Polen und die Slowakei wollen der Ukraine Kampfjets zur Verfügung stellen. Das wird nicht reichen, oder?
Das wird sicher nicht kriegsentscheidend. Aber die Symbolik ist wichtig. Grundsätzlich spielt Europa hier keine große Rolle, obwohl es das könnte. Die wirklichen Waffenlieferungen kommen aus den USA.
Wie kann dieser Krieg beendet werden?
Mit militärischer und politischer Unterstützung der Ukraine. Wenn Putin nicht bald einen territorialen Zugewinn verzeichnen kann, dann ist das seine Niederlage. Wichtig sind harte Sanktionen gegen Russland. Die arbeiten langsam, aber effizient.

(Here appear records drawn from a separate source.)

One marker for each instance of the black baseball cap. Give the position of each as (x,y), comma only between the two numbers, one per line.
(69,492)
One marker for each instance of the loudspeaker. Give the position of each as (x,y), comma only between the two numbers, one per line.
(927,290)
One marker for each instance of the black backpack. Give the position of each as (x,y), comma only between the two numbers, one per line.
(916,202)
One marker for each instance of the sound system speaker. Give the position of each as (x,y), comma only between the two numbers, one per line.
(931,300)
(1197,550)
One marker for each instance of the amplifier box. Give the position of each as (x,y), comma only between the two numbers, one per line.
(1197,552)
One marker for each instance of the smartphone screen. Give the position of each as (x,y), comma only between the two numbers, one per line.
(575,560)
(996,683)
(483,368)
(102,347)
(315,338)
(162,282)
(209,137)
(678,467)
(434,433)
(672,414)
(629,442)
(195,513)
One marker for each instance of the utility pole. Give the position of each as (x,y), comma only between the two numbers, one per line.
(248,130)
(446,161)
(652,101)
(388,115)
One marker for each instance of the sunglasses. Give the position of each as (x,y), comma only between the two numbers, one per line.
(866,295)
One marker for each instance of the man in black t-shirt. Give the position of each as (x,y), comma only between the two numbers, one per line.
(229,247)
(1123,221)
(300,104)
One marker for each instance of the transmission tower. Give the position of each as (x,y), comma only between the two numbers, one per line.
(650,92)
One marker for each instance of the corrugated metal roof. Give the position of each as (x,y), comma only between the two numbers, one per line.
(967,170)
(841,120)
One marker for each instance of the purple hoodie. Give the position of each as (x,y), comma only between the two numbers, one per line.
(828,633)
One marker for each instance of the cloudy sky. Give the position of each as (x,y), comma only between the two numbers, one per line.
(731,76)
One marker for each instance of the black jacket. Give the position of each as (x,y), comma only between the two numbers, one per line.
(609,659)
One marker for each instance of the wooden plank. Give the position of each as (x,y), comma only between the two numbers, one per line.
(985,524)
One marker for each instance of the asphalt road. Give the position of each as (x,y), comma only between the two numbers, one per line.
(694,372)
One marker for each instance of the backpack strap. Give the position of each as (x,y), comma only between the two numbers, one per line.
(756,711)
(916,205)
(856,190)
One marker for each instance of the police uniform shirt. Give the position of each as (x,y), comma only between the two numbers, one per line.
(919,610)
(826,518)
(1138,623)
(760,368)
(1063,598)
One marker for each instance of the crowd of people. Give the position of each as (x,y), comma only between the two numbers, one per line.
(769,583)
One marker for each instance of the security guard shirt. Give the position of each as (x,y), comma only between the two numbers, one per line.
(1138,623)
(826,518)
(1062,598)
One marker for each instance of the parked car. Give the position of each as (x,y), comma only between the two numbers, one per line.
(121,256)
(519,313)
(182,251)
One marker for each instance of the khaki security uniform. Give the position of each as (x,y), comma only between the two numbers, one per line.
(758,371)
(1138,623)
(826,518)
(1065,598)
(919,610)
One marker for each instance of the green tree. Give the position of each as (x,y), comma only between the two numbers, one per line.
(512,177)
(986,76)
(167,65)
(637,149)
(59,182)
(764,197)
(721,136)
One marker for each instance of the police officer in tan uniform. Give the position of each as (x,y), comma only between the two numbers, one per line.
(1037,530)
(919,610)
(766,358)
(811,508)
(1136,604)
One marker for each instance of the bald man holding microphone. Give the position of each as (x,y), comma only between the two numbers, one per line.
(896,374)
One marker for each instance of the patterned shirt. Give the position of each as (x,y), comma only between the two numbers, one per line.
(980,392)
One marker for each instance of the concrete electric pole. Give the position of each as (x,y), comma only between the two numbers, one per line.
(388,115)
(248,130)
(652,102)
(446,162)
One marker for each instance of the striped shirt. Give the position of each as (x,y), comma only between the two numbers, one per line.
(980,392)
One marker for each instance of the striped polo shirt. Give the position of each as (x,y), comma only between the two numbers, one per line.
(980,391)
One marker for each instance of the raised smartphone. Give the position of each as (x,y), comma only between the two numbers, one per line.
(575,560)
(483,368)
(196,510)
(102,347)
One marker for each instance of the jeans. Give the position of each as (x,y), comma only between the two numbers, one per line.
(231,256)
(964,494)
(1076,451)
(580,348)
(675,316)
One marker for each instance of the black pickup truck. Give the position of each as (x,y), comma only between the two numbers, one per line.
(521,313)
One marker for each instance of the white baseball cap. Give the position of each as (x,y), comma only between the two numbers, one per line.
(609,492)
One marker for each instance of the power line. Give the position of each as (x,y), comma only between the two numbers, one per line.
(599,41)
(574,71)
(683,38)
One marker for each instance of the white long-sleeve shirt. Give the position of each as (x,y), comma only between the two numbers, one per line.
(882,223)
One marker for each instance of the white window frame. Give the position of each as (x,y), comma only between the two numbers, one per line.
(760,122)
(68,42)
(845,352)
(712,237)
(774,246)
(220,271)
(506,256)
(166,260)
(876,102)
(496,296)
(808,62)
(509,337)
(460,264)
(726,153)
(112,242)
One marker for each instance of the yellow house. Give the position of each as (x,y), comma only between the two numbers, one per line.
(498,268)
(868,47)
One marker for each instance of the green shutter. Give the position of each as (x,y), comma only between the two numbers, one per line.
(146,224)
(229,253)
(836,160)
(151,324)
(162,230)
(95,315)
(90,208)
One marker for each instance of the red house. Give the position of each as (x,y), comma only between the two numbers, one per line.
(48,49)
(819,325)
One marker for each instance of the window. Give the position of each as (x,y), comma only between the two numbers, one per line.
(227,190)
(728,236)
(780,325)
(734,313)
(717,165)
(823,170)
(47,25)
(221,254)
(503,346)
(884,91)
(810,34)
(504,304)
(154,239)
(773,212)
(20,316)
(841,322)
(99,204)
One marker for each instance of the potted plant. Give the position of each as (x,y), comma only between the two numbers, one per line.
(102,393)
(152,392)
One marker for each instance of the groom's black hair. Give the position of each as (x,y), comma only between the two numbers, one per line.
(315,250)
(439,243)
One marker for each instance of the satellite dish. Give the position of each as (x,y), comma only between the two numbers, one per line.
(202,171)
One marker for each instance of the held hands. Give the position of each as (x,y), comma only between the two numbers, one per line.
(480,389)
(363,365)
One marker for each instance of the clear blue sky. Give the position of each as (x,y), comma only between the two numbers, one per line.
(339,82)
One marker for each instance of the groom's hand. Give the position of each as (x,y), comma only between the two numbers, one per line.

Kommen wir zurück nach Österreich zu einer Diskussion auf einem völlig anderen Level – das Verbot der Adelstitel. Sie selbst betreiben die Homepage karlvonhabsburg.at. Kürzlich gab es ein Urteil des Europäischen Gerichtshofs für Menschenrechte, dass Titel ein Teil der Identität sind. Auch für Sie?
Ich glaube schon. Warum ich mich Karl von Habsburg genannt habe und nenne, ist natürlich die Tatsache, dass mein Vater international bekannt war als Otto von Habsburg. Deswegen war es für mich eigentlich nur eine logische Konsequenz. Ich bin ja auch zum Teil in Deutschland groß geworden als Karl von Habsburg. Und so war es für mich nur logisch, dass auch meine Website dementsprechend ausschaut. Und ich sehe es natürlich als Bestandteil meiner Identität an.